Roberto Muggiati na Paris de 1961: encontros com atrizes e jazzistas. Foto Acervo RM |
por Roberto Muggiati (Especial para a Gazeta do Povo)
Em fevereiro
de 1961 eu morava na Place Dauphine, na Île de la Cité, aquela ilha no centro
do mapa de Paris. Parece um navio puxando uma barcaça menor, a Île Saint-Louis.

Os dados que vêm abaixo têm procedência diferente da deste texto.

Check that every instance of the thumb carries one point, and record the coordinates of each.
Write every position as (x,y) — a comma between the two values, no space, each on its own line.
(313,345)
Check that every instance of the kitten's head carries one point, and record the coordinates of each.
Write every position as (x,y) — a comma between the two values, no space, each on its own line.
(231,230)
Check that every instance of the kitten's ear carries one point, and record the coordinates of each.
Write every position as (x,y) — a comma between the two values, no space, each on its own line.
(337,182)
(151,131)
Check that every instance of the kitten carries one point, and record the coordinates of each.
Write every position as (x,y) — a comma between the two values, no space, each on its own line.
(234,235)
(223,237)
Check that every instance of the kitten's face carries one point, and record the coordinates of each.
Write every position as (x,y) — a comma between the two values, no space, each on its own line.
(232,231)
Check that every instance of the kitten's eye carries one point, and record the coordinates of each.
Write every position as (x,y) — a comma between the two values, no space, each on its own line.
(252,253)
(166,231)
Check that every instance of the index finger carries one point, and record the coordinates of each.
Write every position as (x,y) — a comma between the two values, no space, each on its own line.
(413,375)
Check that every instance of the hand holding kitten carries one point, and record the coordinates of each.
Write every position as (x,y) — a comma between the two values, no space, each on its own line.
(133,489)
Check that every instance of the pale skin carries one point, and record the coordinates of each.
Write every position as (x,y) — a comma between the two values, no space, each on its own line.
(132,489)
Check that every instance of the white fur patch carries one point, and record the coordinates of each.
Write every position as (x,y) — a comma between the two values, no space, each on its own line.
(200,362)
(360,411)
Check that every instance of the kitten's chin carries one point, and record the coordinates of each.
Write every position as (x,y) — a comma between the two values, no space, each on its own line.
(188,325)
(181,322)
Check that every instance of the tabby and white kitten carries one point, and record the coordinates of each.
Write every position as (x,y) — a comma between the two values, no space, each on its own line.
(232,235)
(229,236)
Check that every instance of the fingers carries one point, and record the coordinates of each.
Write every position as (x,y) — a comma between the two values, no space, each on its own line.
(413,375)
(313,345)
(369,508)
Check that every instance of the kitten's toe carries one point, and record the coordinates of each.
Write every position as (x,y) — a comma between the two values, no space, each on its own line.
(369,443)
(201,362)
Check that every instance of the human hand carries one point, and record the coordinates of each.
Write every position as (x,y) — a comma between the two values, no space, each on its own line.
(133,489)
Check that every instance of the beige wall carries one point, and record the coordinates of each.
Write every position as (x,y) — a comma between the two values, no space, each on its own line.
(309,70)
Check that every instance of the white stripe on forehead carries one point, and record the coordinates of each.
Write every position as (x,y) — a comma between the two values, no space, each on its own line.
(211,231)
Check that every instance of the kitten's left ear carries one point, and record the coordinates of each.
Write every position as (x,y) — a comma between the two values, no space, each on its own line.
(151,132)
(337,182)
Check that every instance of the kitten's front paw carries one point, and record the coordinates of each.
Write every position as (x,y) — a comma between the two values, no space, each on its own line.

Encontrei um hotelzinho barato, o City Hôtel, no gargalo da praça, que dava
para o Pont Neuf. Se a Ilha era o coração de Paris, a Place Dauphine era “a
vagina de Paris,” segundo o jornalista Jacques Lanzmann.
Um
triângulo equilátero, a praça era fechada na base pelo Palais de Justice, que
eu passei a frequentar. O julgamento do açougueiro ciumento que matou a mulher
a cutiladas – era como assistir de graça àqueles filmes legais de André
Cayatte, tipo Somos Todos Assassinos. A Notre-Dame, catedral das catedrais,
ficava por ali, seus portais esculpidos, as mandalas multicoloridas de seus
vitrais, suas torres gêmeas e as soturnas gárgulas confidentes de Quasímodo.
Naquele inverno
ameno – a temperatura passou dos 20ºC e banhistas afoitos mergulharam nas águas
do Sena – eu descia toda manhã para o bico da ilha, o Square du Vert-Galant,
apelido dado ao sedutor rei Henrique IV. O feito talvez tenha inspirado. Foi
ali que Cortázar localizou o misterioso crime do conto “Las Babas del Diablo”,
que Antonioni transplantou para um parque londrino em Blow-Up – Depois Daquele
Beijo.
Os livros
que eu lia na pracinha verdejante eram os últimos lançamentos beats da City
Lights, vendidos no Le Mistral, livraria da rive gauche que dava para as
rosáceas da Notre-Dame. Ou a literatura socialista da livraria Maspéro, onde
comprei Aden-Arabie, de Paul Nizan, que começava assim: “Eu tinha vinte anos.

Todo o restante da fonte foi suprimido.